A waitress’s feet have made tens of thousands of people cringe.
Nicola Gavins, who works at Joey Restaurants in Edmonton, Canada, posted a photo of her friend’s feet.
“Their policy is still that female staff wear heels unless medically restricted, my friends feet were bleeding to the point she lost a toe nail and she was still discouraged and berated by the shift manager for changing into flats (specifically told that heels would be required on her next shift the following day),” she said, referring to Joey’s policy.
She added: “In addition, the female staff have to purchase a uniform/dress at the cost of 30$ while male staff can dress themselves in black clothing from their own closets (and are not required to wear heels).”
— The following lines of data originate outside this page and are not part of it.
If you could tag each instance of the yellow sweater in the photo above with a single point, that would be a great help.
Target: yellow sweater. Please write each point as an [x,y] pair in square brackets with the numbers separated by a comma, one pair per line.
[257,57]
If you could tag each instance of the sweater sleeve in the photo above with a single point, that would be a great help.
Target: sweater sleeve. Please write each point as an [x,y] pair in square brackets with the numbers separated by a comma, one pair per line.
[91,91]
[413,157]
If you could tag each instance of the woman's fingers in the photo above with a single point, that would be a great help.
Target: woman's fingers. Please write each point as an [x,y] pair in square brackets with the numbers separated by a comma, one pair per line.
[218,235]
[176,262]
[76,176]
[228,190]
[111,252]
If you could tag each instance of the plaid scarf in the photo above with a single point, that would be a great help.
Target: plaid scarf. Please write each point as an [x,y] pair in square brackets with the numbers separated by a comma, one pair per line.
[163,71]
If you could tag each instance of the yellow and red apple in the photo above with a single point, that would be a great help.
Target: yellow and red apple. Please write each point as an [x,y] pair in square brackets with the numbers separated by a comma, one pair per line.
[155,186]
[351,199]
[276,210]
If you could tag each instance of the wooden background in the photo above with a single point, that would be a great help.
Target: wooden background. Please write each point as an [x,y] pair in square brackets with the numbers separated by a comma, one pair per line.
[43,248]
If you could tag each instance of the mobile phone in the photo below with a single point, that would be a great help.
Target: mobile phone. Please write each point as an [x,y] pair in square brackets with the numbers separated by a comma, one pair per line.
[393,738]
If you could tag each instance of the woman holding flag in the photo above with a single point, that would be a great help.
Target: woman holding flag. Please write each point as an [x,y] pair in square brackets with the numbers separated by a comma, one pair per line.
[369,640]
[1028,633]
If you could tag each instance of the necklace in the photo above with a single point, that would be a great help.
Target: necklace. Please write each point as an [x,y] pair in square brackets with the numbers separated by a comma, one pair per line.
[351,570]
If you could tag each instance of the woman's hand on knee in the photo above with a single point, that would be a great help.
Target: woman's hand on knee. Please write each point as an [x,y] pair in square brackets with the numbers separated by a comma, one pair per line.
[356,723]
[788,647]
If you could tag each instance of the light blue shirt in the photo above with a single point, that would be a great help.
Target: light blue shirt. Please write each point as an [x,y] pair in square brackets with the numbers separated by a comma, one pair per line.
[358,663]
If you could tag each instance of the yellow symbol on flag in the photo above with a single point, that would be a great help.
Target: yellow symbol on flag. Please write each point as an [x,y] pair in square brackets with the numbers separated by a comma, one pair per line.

The policy, Gavins continued, is “sexist,” “archaic,” and “totally disgusting.” She added: “I have many friends in the service industry and know loads of ladies who still earn great tips without having to sacrifice their comfort while serving. I’ll choose to continue supporting those establishments.”
She also posted a staff training manual, which said female employees have to wear a minimum one inch or maximum three inch heel, the Metro reported.
Thousands of people then started to share her post, and they went onto Joey’s Facebook page, reposting Gavins’ message.
“You should let women wear flats. For someone on their feet hours at a time, being forced to wear heels is not an establishment I’d want to work for or support by giving you my business,” one person wrote.
According to ATTN, due to the criticism, Joey Restaurants was forced to issue a statement, refuting the claims in the viral Facebook post:
“We were upset to see this post and reached out to connect with the employee right away. After speaking with her, we followed up with our management team and employees to ensure everyone has the correct information and training materials around our policies and guidelines.
“Our current shoe guidelines require both male and female employees to wear a black dress shoe that is non-slip with a thick sole for safety reasons. Under this guide, they choose what is comfortable for them.
“There is no minimum height when it comes to our shoe policy. Shoes range from black dress flats, wedges and heels. For those employees wearing heels, we require the heel height to be no higher than 2.5.”